Amnesty: ‘La solidarietà non è reato’. Ma la Lega grida al ‘rischio caos asilo’
Divisivo. Una volta di più il caso di Lisa Bosia Mirra (come la ‘questione migranti’, del resto) divide l’opinione pubblica e la politica cantonticinesi. C’è chi, come Amnesty International Svizzera, vede la coperta del Diritto ancora troppo corta. E rivendica più clemenza per chi è animato da slanci umanitari. Perché si dovrebbe “smettere di perseguire e condannare gli atti di solidarietà”. E poi vi è chi, come la Lega, esprime “sconcerto” e paventa addirittura “un grave rischio di ritorno del caos asilo” per il cantone.
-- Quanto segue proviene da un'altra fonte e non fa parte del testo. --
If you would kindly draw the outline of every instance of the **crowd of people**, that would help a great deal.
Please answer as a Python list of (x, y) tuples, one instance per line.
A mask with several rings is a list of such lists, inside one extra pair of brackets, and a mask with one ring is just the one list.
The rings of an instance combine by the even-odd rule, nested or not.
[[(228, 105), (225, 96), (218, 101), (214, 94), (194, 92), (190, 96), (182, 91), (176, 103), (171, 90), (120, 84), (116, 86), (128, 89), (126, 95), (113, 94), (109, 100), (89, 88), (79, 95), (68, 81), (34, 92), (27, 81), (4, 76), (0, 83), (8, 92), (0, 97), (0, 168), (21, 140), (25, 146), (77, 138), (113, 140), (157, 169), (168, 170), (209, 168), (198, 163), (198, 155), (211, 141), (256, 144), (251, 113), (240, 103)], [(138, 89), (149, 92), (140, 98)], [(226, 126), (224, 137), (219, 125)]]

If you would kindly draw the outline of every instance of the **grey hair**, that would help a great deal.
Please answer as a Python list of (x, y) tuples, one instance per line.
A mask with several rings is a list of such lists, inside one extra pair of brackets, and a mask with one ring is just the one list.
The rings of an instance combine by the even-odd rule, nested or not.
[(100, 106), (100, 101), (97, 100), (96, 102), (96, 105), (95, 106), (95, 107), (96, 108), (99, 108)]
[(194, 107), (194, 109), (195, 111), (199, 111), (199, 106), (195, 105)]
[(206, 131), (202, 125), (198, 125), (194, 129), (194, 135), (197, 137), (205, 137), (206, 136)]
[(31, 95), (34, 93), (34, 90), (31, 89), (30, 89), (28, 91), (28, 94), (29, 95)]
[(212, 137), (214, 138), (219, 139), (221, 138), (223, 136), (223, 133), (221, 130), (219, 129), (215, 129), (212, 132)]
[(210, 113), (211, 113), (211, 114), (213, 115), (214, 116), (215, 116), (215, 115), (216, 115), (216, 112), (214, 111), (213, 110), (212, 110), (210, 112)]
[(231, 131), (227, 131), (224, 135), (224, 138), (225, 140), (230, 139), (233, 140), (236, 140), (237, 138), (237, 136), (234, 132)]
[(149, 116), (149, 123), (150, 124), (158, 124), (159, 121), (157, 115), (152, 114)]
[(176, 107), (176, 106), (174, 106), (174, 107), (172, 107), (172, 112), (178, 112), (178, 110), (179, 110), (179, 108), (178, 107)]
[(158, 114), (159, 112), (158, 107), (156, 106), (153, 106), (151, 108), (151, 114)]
Il dato di fatto? Lo richiama l’Osservatorio giuridico, che in questi anni ha affiancato la 46enne nel suo percorso giudiziario. Per finire la sentenza della Corte d’appello e revisione penale (Carp) “ha confermato che non è punibile fornire viveri a uno straniero in difficoltà, né offrire assistenza medica e consulenza giuridica a persone a statuto irregolare in procinto di attraversare il confine”. E come ha detto la stessa Lisa Bosia Mirra giovedì con un post su Facebook, questo è già “un passo nella giusta direzione”. Certo, rilancia Amnesty, che con ‘Solidarité Sans Frontières’ ha promosso una petizione, serve una revisione delle leggi “che limitano e puniscono la solidarietà con i migranti e i rifugiati”. E in tal senso è stata depositata un’iniziativa parlamentare, presentata dalla consigliera nazionale Lisa Mazzone
dei Verdi. Al centro dell’attenzione vi è l’articolo 116 della Legge federale sugli stranieri e la loro integrazione, che dal 2008 ha cancellato la non punibilità dell’assistenza in determinate situazioni e se si è mossi da motivi onorevoli (come è stato riconosciuto a Bosia Mirra). Oggi, ricorda Reto Rufer, specialista in materia di asilo di Amnesty, la condanna “rimane iscritta nel casellario giudiziario. Ma Lisa non è una passatrice o una criminale, e non avrebbe mai dovuto essere perseguita o condannata in prima istanza”. Di segno opposto la reazione della Lega, che parla di “scelta politica della Carp”; la quale, rincara, “evidenzia l’intenzione di giungere, di fatto, a una depenalizzazione dell’immigrazione clandestina e di chi la favorisce, in barba alle leggi svizzere”. Don Giusto Della Valle, parroco di Rebbio, al fianco della 46enne anche in quell’estate del 2016, non ha dubbi: «Lisa non doveva finire davanti ai giudici, in quanto l’umanità non può essere processata». Il ‘prete dei migranti’ è netto: «Lisa non ha fatto altro che colmare ciò che derivava, ed è così anche oggi, da una crisi del sistema: quella libera circolazione delle persone. Tutti hanno il diritto di scappare dal loro Paese, se la loro vita è in discussione perché c’è la guerra o perché si rischia di morire di fame, e di aggrapparsi ad una vita migliore».